Ruby: Removing duplicates in an Array of Hashes

Sat 22 June 2013 by Pol O'Riain

Removing duplicates in data is an issue I meet quite often. If this data is going to a database than it's quite a trivial matter to handle duplicate entries but say that's not an option.
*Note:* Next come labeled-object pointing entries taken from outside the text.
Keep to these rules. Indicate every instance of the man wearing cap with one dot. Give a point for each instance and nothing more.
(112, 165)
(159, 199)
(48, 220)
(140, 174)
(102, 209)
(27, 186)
One easy way to handle this is with the built in 'uniq' method in Ruby for Arrays.

Take for example;

1.9.3p448 :086 > a = [{:id => "a"},{:id => "b"},{:id => "a"},{:id => "c"}]
 => [
     {:id=>"a"}, {:id=>"b"}, {:id=>"a"}, {:id=>"c"}
    ]

1.9.3p448 :087 > b = a.uniq
 => [
      {:id=>"a"}, {:id=>"b"}, {:id=>"c"}
    ]

Taking a more complicated example;

1.9.3p448 :180 > g
 => [
     {:id=>"1", :name=>"a"}, {:id=>"2", :name=>"b"}, 
     {:id=>"1", :name=>"a"}, {:id=>3, :name=>"a"}, 
     {:id=>1, :name=>"b"}
    ]
1.9.3p448 :184 > g.uniq
 => [
     {:id=>"1", :name=>"a"}, {:id=>"2", :name=>"b"}, 
     {:id=>3, :name=>"a"}, {:id=>1, :name=>"b"}
    ]

You can see that uniq removes the exact duplicate when both fields are the same but ignores the hashes where only one of the fields is a duplicate of another. Say that the data looks something like the following;

array = [
  {
    : account_name=>"Mark H",
    : id=>"901",
    : username=>"mark01",
    : gender=>"male",
    : order_number=>12
  },
  {
    : account_name=>"Mark H",
    : id=>"901",
    : username=>"mark01",
    : gender=>"male",
    : order_number=>13
  },
  {
    : account_name=>"Mark H",
    : id=>"901",
    : username=>"mark01",
    : gender=>"male",
    : order_number=>14
  }
]

And we want to remove all duplicates of this account. Running uniq on this field will result in;

1.9.3p448 :259 > h = 
    [
     {:account_name=>"Mark Hemingway", :id=>"901", 
     :username=>"mark01", :gender=>"male", :order_number=>12}, 
     {:account_name=>"Mark Hemingway",  :id=>"901", 
     :username=>"mark01", :gender=>"male", :order_number=>13}, 
     {:account_name=>"Mark Hemingway",  :id=>"901", 
     :username=>"mark01", :gender=>"male", :order_number=>14}
    ] 
1.9.3p448 :260 > h.uniq
 => [
     {:account_name=>"Mark Hemingway", :id=>"901", 
     :username=>"mark01", :gender=>"male", :order_number=>12}, 
     {:account_name=>"Mark Hemingway",  :id=>"901", 
     :username=>"mark01", :gender=>"male", :order_number=>13}, 
     {:account_name=>"Mark Hemingway",  :id=>"901", 
     :username=>"mark01", :gender=>"male", :order_number=>14}
    ]

All hashes are considered unique because a single value is different, the order_number. To get around this, uniq provides a way to specify which field should be unique.

1.9.3p448 :261 > h.uniq { |g| g[:id] }
 => [
     {:account_name=>"Mark Hemingway", :id=>"901", 
     :username=>"mark01", :gender=>"male", :order_number=>12}
    ]

Uniq now only matches on the 'id' field so while the 'order_number' is unique in each case, it is ignored.